Du hast Mathematik und Musik studiert. Wie geht es Dir damit?
Beim Nachdenken darüber habe ich mich an ein Gedicht von Heinrich Heine erinnert:
Das macht den Menschen glücklich,
Das macht den Menschen matt,
Wenn er drei sehr schöne Geliebte
Und nur zwei Beine hat.
Der einen lauf ich des Morgens,
Der andern des Abends nach;
Die dritte kommt zu mir des Mittags
Wohl unter mein eignes Dach.
Lebt wohl, ihr drei Geliebten,
Ich hab zwei Beine nur,
Ich will in ländlicher Stille
Genießen die schöne Natur.
Das Gedicht habe ich in der U-Bahn gelesen.
Da ist von drei Geliebten die Rede. Wer ist, neben der Mathematik und der Musik, Deine dritte Geliebte?
So genau will ich es nicht nehmen. Das Gedicht sagt aber schon, dass man sich für die eigene Entwicklung von Zwängen befreien muss. Bei mir ist es der Gedanke, nach meinem Musikstudium weiterhin professionell musizieren zu können.
Du hast also einen Abschluss in Musik?
Ich bin B-Kirchenmusiker. Das Studium ist ein Bachelor mit 8 Semestern Regelstudienzeit. Ich spiele Orgel.
Sind die Studiengänge Mathematik und Kirchenmusik Bachelor vergleichbar?
Mathematik- und Musikstudium kann man schwer vergleichen. Ich musste im Musikstudium mental viel mehr an meine Grenzen gehen. Aber vielleicht lieg das auch daran, dass ich erst mit 25 und schon erfahrener mit Mathematik angefangen habe. Das durchschnittliche Niveau der Musikstudierenden ist viel höher. Das liegt aber an den harten Aufnahmeprüfungen in Musik. Besteht man die Aufnahmeprüfung (und wird dann auch aufgenommen), so fällt man (zumindest kenne ich es so) durch keine weiteren Prüfungen. Man wird fast nur einzeln unterrichtet, was den Staat viel Geld kostet. Die Kirchenmusik-Studiengänge (es gibt Bachelor und Master) gehören zu den teuersten. Dementsprechend gering ist aber die Anzahl der Studierenden.
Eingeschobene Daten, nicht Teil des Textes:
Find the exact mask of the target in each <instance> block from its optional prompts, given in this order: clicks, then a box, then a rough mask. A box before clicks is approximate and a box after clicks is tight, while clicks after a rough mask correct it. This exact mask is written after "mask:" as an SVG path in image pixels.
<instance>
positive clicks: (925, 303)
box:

Wie war das Doppelstudium für Dich?
Ich habe jeweils nur das Nötigste gemacht. In einem Semester habe ich zum Beispiel Analysis 3 und ein Proseminar in Mathematik mit der Vorbereitung auf mein Abschlusskonzert verbunden. Das Konzert hat im Konzertsaal der Musikhochschule stattgefunden, dort habe ich immer nachts vor meinem Unterricht geübt. Zwei Stunden vor Tagesanbruch habe ich mich dann auf Liegen im Flur vor den Gesangsräumen schlafen gelegt. Die Nachtwächter haben mich öfter geweckt. Einer war aber lieb. Er hat immer, wenn er mich gesehen hat, den Finger vor den Mund gehalten, „...pssst...“ gesagt und das Licht wieder gelöscht.
Wie bist Du zur Mathematik gekommen?
Meine Großeltern waren Hochschullehrer in Rumänien, mein Opa Physiker, meine Oma Mathematikerin. Ich nenne sie eigentlich Bunicu und Buni, aber hier Opa und Oma. In meiner Jugend und frühem Erwachsenenalter habe ich mich eher für Musik interessiert. An ein Mathematikstudium habe ich nie gedacht. Über einen Kommilitonen, der Musik und Mathematik studiert hat, habe ich mich dem angenähert. Ich bin aber erst mit 25, während einer persönlichen Krise, zur Mathematik gekommen. Ich hatte Glück, dafür bin ich dankbar. Das schreibe ich gerne meine Großeltern zu.
Du promovierst seit April 2023 am ISA - Institut für Stochastik und Anwendungen. Erzähl uns etwas zu Deinem Thema.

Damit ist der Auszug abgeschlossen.